As construction began, one of our weekly photographic updates included this image. We didn’t give much thought to it, though, and we moved on. Now as I review the 1,200 or so pictures that we’ve collected (the most photographed house project in El Centro perhaps?) we think we see what this photo was foreshadowing.
It’s this cerebral approach to design that I like best about the architectural firm we enlisted. The architects (whose identities will be revealed eventually) work on the philosophy that a house’s history should be honored in a renovation. What first appeared to be a throwaway photo was actually foreshadowing this. Small bits of scrap metal were built into the wall where the outline of an old arch was also preserved, jutting out to catch the morning light and cast shadows on the chukúm in our enclosed courtyard/future tortoise sanctuary. (Since our first trip to Mérida, staying at Casa Esperanza, we saw Sergio and Claudette’s mopey little collection of tortoises living carefree in their courtyard and we knew we wanted some, too. Marc’s recent post about the vulnerability of these species when they lay eggs reminded us of how the enclosed center courtyard might be a safe haven for animals that might not make us sneeze or itch.)
Another piece of salvage, that was more significant to the architect than to us, was the base of a stove’s chimney in the wall. I had to really hunt through my photos to find an early image of it.

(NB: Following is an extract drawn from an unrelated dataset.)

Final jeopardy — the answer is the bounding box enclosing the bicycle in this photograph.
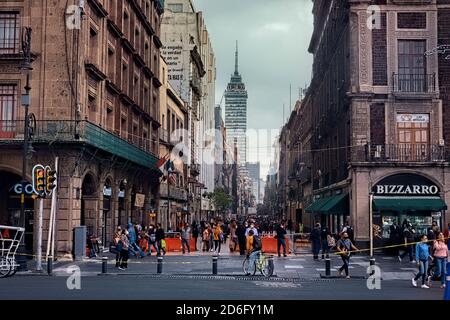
[242,251,274,277]
[0,225,25,278]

Here it was before we broke ground, camouflaged at the top of the wall over the sink. I never paid it any real mind. At some point in its history, this house was a doble, divided vertically to form two narrow units under one roof. Even the yard had a stone wall running down the middle. This was more of a utility room when we saw the house, but I can see how it was a second kitchen when two families split the residence.

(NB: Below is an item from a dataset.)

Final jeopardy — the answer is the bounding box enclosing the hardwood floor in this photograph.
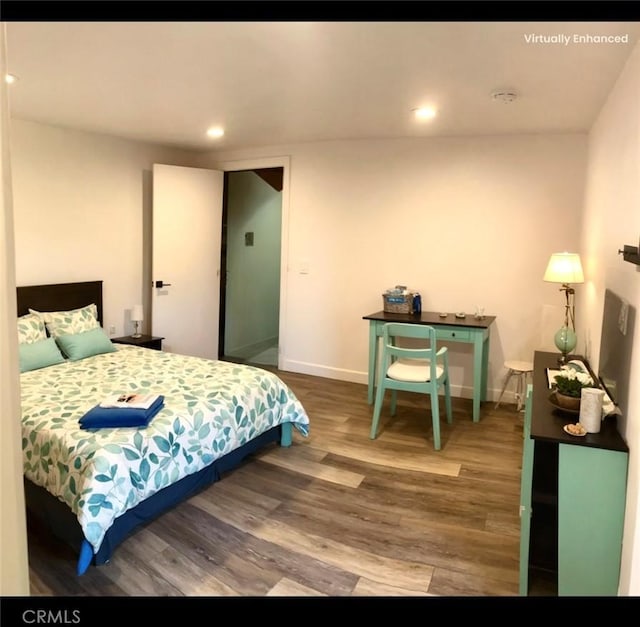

And months later, during a particularly gruesome phase of construction from which we were thankfully absent, the roof is gone and there’s rubble everywhere. But the niche and the chimney base survive, and not by accident. They are two of the “witnesses bearing testimony to the house,” as the builder calls it.

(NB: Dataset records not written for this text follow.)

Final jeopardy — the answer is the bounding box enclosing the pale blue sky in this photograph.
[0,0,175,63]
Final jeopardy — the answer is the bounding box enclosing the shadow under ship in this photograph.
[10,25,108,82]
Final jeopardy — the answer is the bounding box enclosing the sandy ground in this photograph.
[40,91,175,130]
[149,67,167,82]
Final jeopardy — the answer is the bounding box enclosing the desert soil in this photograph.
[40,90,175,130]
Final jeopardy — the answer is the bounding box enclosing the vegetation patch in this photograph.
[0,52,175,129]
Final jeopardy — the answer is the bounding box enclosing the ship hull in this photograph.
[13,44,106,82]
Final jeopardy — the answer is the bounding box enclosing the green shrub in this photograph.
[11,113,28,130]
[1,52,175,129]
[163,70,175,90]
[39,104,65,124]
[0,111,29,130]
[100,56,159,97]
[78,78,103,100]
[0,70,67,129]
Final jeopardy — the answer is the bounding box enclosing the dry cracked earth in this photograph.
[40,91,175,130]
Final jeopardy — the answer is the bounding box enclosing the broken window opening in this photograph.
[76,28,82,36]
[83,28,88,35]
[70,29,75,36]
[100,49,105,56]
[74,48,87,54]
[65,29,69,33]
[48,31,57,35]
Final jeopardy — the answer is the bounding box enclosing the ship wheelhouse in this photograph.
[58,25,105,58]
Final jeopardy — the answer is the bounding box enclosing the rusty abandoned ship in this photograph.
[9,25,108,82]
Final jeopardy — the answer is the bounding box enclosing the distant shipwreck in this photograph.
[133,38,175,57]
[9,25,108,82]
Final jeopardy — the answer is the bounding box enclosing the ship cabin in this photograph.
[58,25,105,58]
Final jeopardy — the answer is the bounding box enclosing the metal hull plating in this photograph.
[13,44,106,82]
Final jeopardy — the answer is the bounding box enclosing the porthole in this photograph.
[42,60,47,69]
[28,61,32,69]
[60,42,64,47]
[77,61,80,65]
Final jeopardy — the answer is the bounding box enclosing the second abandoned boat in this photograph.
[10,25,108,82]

This is the main wall of the kitchen. And look. Is that the same chimney? Did they move it? No. Looking more closely, I see it is new. And it directly faces the old chimney base across the room. Funny thing is, early on, the one thing I was hoping to salvage from the old house was the old concrete chimney.
Here’s the original chimney in the original kitchen. I really loved it, but it was set too low. No one over five feet tall could properly use it, and it was sad to see it taken away. The new kitchen will use a modern stainless steel range hood, which will use a filter instead of a venting system. Still, they rebuilt the chimney’s base right where the original vent was. The house’s former existence as a doble will be honored. The remnants of two chimneys will continue to face each other in the unified house.